Venezuela has obtained a two-year moratorium on repayment of some of its debt from its major creditor banks as a result of the oil price collapse, President Jaime Lusinchi announced yesterday.
Foreign bankers and government officials said that the decision would not delay the planned signing on Feb. 26 of an agreement to refinance $21.2 billion of the country's public foreign debt.
"There would have to be a catastrophe to delay the signing as scheduled," said a foreign banker here. "A majority of Venezuela's 450 creditor banks have already approved the payment moratorium."
The agreement delays payment of $923 million in principal scheduled for 1986 to later years, although Venezuela will still have to pay about $4.2 billion in debts in 1986, as originally agreed. Under the agreement, Venezuela, the second largest producer in the Organization of Petroleum Exporting Countries, is required to pay off the $21.2 billion over 12 1/2 years.

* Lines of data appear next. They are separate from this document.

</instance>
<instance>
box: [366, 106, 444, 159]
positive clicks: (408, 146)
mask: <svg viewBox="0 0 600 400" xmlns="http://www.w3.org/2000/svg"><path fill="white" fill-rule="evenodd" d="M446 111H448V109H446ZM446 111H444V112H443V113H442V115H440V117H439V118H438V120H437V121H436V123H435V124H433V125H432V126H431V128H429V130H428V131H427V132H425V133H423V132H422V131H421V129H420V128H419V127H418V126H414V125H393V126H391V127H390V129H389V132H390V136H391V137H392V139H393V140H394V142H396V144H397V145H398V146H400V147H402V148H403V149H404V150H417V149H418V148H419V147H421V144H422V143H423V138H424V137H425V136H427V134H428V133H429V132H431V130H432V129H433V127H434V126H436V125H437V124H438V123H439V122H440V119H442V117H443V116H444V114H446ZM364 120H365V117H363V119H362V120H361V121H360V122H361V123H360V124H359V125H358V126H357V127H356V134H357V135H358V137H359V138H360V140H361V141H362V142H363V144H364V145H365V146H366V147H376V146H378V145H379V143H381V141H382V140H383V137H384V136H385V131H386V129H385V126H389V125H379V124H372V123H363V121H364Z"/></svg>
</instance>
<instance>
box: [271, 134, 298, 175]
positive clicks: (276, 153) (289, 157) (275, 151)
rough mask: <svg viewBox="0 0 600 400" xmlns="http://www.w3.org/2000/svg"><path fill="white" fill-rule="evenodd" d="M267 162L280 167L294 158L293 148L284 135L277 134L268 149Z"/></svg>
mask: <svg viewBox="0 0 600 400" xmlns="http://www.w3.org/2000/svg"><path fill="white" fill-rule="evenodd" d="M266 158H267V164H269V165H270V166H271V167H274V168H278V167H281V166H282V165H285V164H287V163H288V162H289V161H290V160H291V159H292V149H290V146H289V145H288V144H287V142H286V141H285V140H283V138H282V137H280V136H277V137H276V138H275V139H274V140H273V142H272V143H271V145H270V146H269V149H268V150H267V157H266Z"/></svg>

Venezuela's creditor banks agreed to the payment delay because oil income has fallen below target levels.
Oil income was forecast to be $12.6 billion in 1986, but analysts estimate the figure could drop under $10 billion with prices and production having fallen since the beginning of the year. Sales were expected to be an average of 1.41 million barrels a day at $24.50 per barrel this year, but by the end of January they were only about 1.1 million barrels a day. On Monday, Venezuela's benchmark crude oil declined by $4.50 per barrel to $14.30 on the spot market.
The country's combined public and private sector foreign debt is $33.5 billion, the fourth largest in Latin America behind Brazil, Mexico and Argentina. The Feb. 26 signing will make Venezuela the first country in Latin America to reach an accord without intervention by the International Monetary Fund.